The official training begins this weekend and runs every other weekend until December–graduation weekend is also my birthday weekend–and we had orientation two weeks ago. I definitely planned my outfit for orientation (I just wore knee-length shorts and a T-shirt that has a neat design, and if complimented on it, I can say, “My friend bought it in Thailand and it ended up being too small for her, so she gave it to me!”, but it was painstakingly planned.) and started my required reading months beforehand. It was all very first day of school-esque, minus the usual anxiety attack I had without fail on every first day from 6th to 12th grades. I was nervous, but also excited and not vomiting, which made for a much more positive experience this time around.

The training is structured so that the students are broken up into groups led by mentors (veteran teachers), and further divided into buddies. The mentors are kept top-secret until the reveal at the orientation, and the buddies are matched up according to the application essays we all wrote, which included questions like “What is your yoga experience?” and “What are your favorite books?” I stayed pretty far from the Greek system at my small college, but it was omnipresent enough that I noticed that the mentors and the reveal were a little like the big sisters/brothers assigned to rushees (except that I’m not obligated to make posters that say “[Mentor name] is the cat’s meow!” and hang them on his apartment door). And the buddy match-up was just like roommate assignments, which really made me hope that I wouldn’t end up with someone like the girl who sketched fetuses in frying pans (Nine years later, I’m still a bit freaked out about that, even given my current line of work.) and who greeted me in the hall outside our dorm room saying, “OK, don’t freak out, they’re leaving your stuff alone, but the cops are searching our room.”

I went into the orientation nervous and sweating, as I am wont to do, sizing up the group for who might be my potential matches and trying to remember names and relevant factoids as we did introductions, and thankful that I recognized a friend from classes. (We both joked about the similarity to a high school cafeteria.) And I managed to relax a little bit as we broke into mentor groups–my mentor ended up being one of my favorite teachers and favorite people (He, too, was bursting with excitement) and my buddy was someone I’d seen in class who mentioned making a documentary about her grandparents’ happy marriage, and made no allusions to frying fetii. And after our brief meeting, she gave me a hug and said, “I’m so excited that we get to be buddies.”

And when the orientation was over, after our “grug” (It’s a group in a hug! It’s a grug!), I couldn’t stop hugging my mentor, and my buddy and I agreed to connect on Gmail as soon as possible.

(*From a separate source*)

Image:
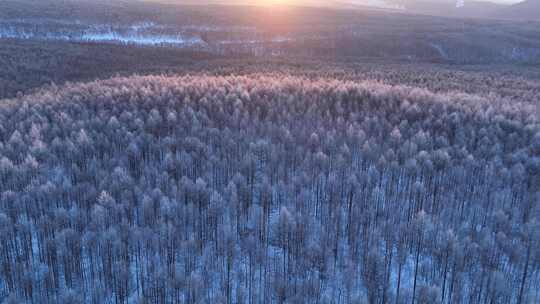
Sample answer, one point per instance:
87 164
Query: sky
360 2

I bid my goodbyes to my new classmates and sought out other teachers I knew who were serving as mentors and they ran to me and hugged me, gushing about their excitement. I’m still far from a sorority girl, but I also feel a little bit further away from my anxious middle school self. After the orientation, I could genuinely say that I was excited (not just scared, as per usual) about something new and unknown. I’m looking forward to spending 18 hours of this weekend with these new people, and this time next year, maybe I’ll be the big sister/mentor.